Data Analytics: - Analytics Cycle I: Extract Transform and Load (ETL)

Analytics Cycle
Everything has a process and so does Data Analytics.  This process I would call it as Analytics Cycle.  The Analytics Cycle is a looping process, included 5 steps as below:

  1. Extract Transform and Load (ETL);
  2. Analytics Rules;
  3. Case Management;
  4. Analytics Review;
  5. Optimization;

And today I would discuss about step 1:- Extract, Transform and Load (ETL).  The ultimate goal here is to identify and consolidate the data into an analyzable format namely a Common Data Model.  For example, a people database contains people information where this could be applied for customer analytics, HR analytics, relationship analytics, etc; OR a census database consolidates the government census data; etc. 

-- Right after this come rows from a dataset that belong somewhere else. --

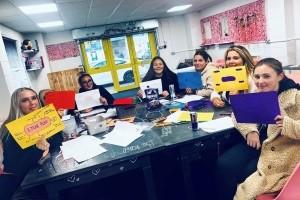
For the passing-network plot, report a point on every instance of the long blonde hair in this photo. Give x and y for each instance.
(245, 55)
(15, 111)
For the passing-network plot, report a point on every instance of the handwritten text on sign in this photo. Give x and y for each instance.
(29, 129)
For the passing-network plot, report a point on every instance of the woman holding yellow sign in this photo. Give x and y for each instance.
(234, 56)
(17, 161)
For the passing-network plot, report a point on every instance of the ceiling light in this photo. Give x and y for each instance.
(179, 8)
(36, 9)
(50, 24)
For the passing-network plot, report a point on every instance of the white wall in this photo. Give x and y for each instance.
(38, 78)
(63, 64)
(296, 9)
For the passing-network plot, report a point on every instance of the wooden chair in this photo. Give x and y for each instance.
(290, 190)
(64, 80)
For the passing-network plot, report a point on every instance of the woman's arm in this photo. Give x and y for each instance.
(1, 158)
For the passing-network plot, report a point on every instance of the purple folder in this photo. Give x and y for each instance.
(258, 108)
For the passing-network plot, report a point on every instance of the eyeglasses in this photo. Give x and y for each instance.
(87, 81)
(28, 99)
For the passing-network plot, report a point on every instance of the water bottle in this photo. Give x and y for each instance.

After identifying the Common Data Model needed, we would then identify the usable data source and to Extract, Transform and Load this into the Common Data Model.  Lucky thing is that data storage is normally not an issue given that the physical size of digital storage are becoming smaller and smaller and is available to be purchased anywhere anytime today excluding any of the business budgeting concern (if any).  

Assuming the infrastructure is ready, most of the time the first conflict between data expert and business management are between the data structure optimization and the project timeline limitation given that the best effective analyzable data structure does need times by performing data normalization.  People usually have no patient in waiting for data cleansing in the reality and hoping in quick wins with data.  How to balance the budget, timeline and technical works would be about where the data adviser value is.    

On the other hand, most of the data gathering works are robotic indeed, such as data archive extraction, data crawling from internet, etc.  Thus leveraging the scripting technique, such as VBScript, VBA in MS office, etc. to automate the works and let the computer works for you would definitely be one of the good options to speed up the robotic process in a effective manner.  Also, another advantages is that automated process could run with proper audit trial which would help to keep track of the works and to provide proof of works completion assuming no critical bugs in your script. 

Finally, all we need to do is to load the data into the database engine and to ensure all the data loading are being reconciled and verified with the concept of control total and data hash whichever appropriate.  Also, the more importantly, we should always pay high attention on the data with the high risk data types, for example the Datetime format and the Text format with character length limit, etc.

“Garbage in, garbage out”, ETL is the fundamental of successful data analytics works. Without a good plan of ETL with proper analyzable data structure and a meaningful data set towards your analytics idea, it will most likely be wasting of time.